User currently offline113312 From United States of America, joined Apr 2005, 573 posts, RR: 1
Reply 11, posted (2 years 6 months 2 days 1 hour ago) and read 4910 times:

Later -200 models had -7Q, -7R and -70A versions of the JT-9D to name a few. However, all of the JT-9 are conventional hydromechanical fuel control unit engines while the later PW series powerplants feature FADEC (Full authority digital electronic control) . These assist in accurate power settings, efficiency, and observance of limits which aid in service life.

User currently offline747classic From Netherlands, joined Aug 2009, 2177 posts, RR: 14
Reply 12, posted (2 years 5 months 4 weeks ago) and read 4577 times:

Quoting 113312 (Reply 11):
Later -200 models had -7Q, -7R and -70A versions of the JT-9D to name a few. However, all of the JT-9 are conventional hydromechanical fuel control unit engines while the later PW series powerplants feature FADEC (Full authority digital electronic control) . These assist in accurate power settings, efficiency, and observance of limits which aid in service life.

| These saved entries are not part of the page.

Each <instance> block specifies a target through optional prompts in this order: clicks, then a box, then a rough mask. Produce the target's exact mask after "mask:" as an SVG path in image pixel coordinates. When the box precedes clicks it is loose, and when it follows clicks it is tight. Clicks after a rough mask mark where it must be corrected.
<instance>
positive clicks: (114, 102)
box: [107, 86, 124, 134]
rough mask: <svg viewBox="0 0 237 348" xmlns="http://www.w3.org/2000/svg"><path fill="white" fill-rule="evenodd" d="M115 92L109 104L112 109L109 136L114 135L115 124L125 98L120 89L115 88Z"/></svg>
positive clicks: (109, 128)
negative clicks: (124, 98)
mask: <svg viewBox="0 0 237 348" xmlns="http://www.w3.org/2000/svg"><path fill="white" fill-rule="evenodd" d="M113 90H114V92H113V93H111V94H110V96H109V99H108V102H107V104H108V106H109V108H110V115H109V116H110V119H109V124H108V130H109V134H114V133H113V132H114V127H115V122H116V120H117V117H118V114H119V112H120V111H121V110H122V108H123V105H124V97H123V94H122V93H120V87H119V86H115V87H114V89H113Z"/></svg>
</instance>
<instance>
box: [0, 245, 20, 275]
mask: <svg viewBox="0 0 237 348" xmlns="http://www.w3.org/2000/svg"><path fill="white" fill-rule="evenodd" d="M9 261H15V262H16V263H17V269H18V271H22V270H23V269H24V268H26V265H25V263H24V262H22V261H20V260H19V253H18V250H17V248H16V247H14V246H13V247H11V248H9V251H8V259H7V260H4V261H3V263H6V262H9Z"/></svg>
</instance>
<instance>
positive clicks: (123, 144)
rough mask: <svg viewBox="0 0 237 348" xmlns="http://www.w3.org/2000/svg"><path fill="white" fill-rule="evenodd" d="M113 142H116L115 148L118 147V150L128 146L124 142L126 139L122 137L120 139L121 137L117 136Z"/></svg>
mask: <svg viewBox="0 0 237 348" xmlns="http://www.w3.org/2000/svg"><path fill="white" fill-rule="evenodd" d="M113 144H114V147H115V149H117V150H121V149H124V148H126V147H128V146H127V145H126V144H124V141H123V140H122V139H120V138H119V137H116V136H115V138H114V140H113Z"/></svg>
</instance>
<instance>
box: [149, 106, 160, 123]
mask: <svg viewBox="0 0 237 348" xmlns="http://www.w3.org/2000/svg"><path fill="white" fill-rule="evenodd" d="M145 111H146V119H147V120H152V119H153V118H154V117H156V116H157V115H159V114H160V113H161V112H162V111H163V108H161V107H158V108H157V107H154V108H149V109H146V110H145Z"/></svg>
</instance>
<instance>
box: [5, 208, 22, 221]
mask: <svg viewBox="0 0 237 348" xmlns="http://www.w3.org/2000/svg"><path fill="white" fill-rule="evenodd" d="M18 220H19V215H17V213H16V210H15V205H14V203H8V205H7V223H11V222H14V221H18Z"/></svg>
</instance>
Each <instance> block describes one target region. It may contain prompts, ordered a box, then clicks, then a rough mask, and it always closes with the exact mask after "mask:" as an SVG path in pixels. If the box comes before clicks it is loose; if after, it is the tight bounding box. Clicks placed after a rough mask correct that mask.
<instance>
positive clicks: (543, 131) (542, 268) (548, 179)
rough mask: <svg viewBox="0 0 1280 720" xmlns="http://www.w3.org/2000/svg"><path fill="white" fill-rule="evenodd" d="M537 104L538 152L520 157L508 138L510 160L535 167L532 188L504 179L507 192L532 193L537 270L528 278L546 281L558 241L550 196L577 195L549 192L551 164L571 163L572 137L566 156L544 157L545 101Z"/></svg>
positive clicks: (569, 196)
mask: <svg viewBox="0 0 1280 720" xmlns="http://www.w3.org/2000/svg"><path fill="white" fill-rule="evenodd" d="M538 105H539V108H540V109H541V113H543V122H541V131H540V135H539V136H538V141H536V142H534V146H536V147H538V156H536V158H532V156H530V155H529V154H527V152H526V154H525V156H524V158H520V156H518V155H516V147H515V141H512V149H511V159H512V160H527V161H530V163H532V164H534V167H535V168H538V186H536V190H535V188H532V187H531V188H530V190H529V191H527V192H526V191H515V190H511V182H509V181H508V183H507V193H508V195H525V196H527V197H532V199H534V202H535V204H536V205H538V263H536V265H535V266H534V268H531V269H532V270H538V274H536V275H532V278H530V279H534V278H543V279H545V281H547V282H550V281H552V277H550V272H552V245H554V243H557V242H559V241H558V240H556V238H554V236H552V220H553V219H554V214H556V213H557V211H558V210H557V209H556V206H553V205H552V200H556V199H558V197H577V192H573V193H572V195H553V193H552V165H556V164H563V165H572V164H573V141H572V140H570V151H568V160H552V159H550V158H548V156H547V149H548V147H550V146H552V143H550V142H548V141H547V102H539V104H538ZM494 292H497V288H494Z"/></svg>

To be exact : The installed JT9D-7R (R for Rosati, the lead engineer of P&W) series on late 747-200 and all 747-300 series were still conventional controlled, but had also a supervisory EEC (electronic engine control) for more accurate pwr settings and limit observance. This was a sort of "in between solution" before the appearance of the FADEC on the PW4000 series.



Operating a twin over the ocean, you're always one engine failure from a total emergency.
User currently offlineJetlagged From United Kingdom, joined Jan 2005, 2565 posts, RR: 25
Reply 13, posted (2 years 5 months 3 weeks 4 days 22 hours ago) and read 4386 times:

Quoting 747classic (Reply 12):
To be exact : The installed JT9D-7R (R for Rosati, the lead engineer of P&W) series on late 747-200 and all 747-300 series were still conventional controlled, but had also a supervisory EEC (electronic engine control) for more accurate pwr settings and limit observance. This was a sort of "in between solution" before the appearance of the FADEC on the PW4000 series.

I thought it was called the 7R because the previous version was the 7Q. More puzzling to me was why the version lettering jumped from 7J to 7Q.



The glass isn't half empty, or half full, it's twice as big as it needs to be.